Here, you can provide multiple files to -1 and -2 as a , separated list just like the -r argument to the build command. Of course, it is important to ensure that you provide that information in the same order to the -1 and -2 flags.

geometry

The geometry parameter --geometry|-g can take either a specific geometry name, or a generic specifier string. The current valid names are chromium_v2 and chromium_v3 for 10x Genomics Chromium v2 and v3 protocols respectively. The custom format is as follows: you must specify the content of read 1 and read 2 in terms of the barcode, UMI, and mappable read sequence. A specification looks like this:

1{b[16]u[12]x:}2{r:}

In particular, this is how one would specify the 10x Chromium v3 geometry using the custom syntax. The format string says that the read pair should be interpreted as read 1 1{...} followed by read 2 2{...}. The syntax inside the {} says how the read should be interpreted. Here b[16]u[12]x: means that the first 16 bases constitute the barcode, the next 12 constitute the UMI, and anything that comes after that (if it exists) until the end of read 1 should be discarded (x). For read 2, we have 2{r:}, meaning that we should interpret read 2, in it's full length, as biological sequence.

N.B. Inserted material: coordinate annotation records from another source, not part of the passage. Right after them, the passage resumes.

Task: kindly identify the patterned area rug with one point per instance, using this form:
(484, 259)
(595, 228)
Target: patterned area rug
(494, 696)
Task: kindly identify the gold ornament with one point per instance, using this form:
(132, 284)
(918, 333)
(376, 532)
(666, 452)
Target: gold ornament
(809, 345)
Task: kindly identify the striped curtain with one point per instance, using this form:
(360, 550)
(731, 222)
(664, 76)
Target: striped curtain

It is possible to have pieces of geometry repeated, in which case they will be extracted and concatenated together. For example, 1{b[16]u[12]b[4]x:} would mean that we should obtain the barcode by extracting bases 1-16 (1-based indexing) and 29-32 and concatenating them togehter to obtain the full barcode. A specification that is followed by a specific length (i.e. a number in [] like b[10] or x[4] is said to be bounded). The specification string can have many bounded pieces, but only one unbounded piece (and unbounded piece is a specifier like r or x, followed by :). Likewise, since the : specifier means to extract this piece until the end of the string, the unbounded specifier must be the last specifier in the description of each read (if it occurs).